Almost 39 per cent of Catholics favour a united Ireland; so does half of 1 per cent of Protestants. Nearly one-third of Protestants believe Northern Ireland should be more deeply integrated in the UK; the view is shared by 3 per cent of Catholics.

Close to two-thirds of the Protestants want the Republic's constitutional claim dropped now; almost half of the Catholics say it should never be dropped.

(And if we retained the aspiration to unity but abandoned the constitutional imperative and specifically forbade the use of force, would Protestants feel less threatened and Catholics feel less protected? It's a question worth exploring.)

But even the American interest in Northern affairs is divisive. Three times as many Catholics as Protestants think it's helpful; overall, opinion is almost evenly divided as to whether it's a help or a hindrance.

Ironically, one of the few issues on which there is cross-community agreement is the prospect of agreement in the multi-party talks. Almost two-thirds of both Protestants and Catholics think there is none.

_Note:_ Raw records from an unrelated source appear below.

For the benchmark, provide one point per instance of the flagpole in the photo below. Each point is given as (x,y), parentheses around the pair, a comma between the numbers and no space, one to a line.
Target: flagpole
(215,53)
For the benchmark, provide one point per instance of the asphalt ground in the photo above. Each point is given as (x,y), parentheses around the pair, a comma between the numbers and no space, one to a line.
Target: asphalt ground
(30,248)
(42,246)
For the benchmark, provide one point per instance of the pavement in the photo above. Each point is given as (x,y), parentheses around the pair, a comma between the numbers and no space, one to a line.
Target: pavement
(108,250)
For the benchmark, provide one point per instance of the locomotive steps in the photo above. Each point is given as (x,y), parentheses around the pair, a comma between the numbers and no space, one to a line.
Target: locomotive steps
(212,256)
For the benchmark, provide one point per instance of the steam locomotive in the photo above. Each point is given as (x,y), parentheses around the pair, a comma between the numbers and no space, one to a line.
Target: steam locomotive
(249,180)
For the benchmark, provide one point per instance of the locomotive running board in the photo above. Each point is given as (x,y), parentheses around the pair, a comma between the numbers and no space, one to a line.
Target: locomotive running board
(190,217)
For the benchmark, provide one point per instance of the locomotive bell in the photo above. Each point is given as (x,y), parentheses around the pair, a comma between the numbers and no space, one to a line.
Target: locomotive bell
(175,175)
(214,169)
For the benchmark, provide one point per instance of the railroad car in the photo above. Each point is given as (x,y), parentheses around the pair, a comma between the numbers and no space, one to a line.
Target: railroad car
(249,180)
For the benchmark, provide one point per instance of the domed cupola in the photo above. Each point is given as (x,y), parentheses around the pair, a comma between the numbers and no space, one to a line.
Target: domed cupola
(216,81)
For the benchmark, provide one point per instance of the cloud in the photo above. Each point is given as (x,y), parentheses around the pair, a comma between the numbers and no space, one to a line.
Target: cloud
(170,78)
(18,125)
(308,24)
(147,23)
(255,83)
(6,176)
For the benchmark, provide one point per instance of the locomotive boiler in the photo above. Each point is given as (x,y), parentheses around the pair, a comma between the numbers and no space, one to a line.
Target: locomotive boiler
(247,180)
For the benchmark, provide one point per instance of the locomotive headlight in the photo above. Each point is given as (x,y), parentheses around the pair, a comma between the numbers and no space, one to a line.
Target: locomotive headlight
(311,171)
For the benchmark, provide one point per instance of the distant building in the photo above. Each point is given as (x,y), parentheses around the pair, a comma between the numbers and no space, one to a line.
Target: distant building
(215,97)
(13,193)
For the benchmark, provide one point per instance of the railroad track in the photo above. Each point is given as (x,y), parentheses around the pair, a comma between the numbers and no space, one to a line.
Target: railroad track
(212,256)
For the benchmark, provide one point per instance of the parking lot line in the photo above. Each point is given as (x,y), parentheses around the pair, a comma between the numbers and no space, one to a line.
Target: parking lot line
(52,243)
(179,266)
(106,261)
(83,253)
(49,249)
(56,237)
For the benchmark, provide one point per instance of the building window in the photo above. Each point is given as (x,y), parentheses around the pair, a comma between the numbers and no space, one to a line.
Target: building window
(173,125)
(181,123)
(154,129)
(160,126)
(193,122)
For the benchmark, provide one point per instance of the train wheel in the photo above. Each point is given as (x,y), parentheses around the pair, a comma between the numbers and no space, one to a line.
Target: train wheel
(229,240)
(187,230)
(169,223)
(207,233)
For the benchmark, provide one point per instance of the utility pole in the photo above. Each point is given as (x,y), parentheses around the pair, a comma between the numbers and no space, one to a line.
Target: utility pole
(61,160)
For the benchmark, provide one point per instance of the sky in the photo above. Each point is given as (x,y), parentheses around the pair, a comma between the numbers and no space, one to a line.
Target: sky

These results - including the pessimism about political progress - are remarkably close to the results of a similar poll in 1993, taken as Albert Reynolds and John Major negotiated the Downing Street Declaration.

A few comparisons will show how little opinions have changed. Then, 12.5 per cent favoured a return to Stormont; now the figure is 12.2 per cent. A united Ireland was supported by 14.7 per cent in 1993; now support stands at 16.5 per cent.

The most popular option of 1996, power-sharing within the UK, is favoured by 22.1 per cent; it was also the most popular option in 1993, with 25.7 per cent.

An analyst at Coopers & Lybrand who conducted the latest survey noted that power sharing faded on the Catholic side as support for unity and joint sovereignty grew. But almost every movement on one side is balanced by a check on the other.

There have been few encouraging changes. But the changes that have occurred are worth noting, if only as evidence of movement which seems to have been provoked by the events at Drumcree.

The UUP, whose leader, David Trimble, figured prominently there, has lost ground - a shift of 11 per cent all told - to the Alliance Party and the fringe loyalists, the Progressive Unionist Party and the Ulster Democratic Party.

Mr Trimble himself has lost the confidence of Catholics, among whom he is now less highly regarded than the Rev Ian Paisley. Gerry Adams is the most poorly regarded party leader in Northern Ireland.

JOHN HUME, meanwhile, has gained Protestant support; he and David Ervine of the PUP are the only leaders to have positive ratings in both communities.

If there is little enough to cheer, at least some popular illusions about the extent and depth of the problems are being dispelled.

Mr Bruton stressed the urgency of dealing with them. He said in Washington that the core problems that the governments have plainly identified must be tackled and overcome "by this generation of political leaders".

"I am absolutely determined", said he, that this will happen. His government is certainly the partnership best equipped for an even-handed approach on this side of the Border.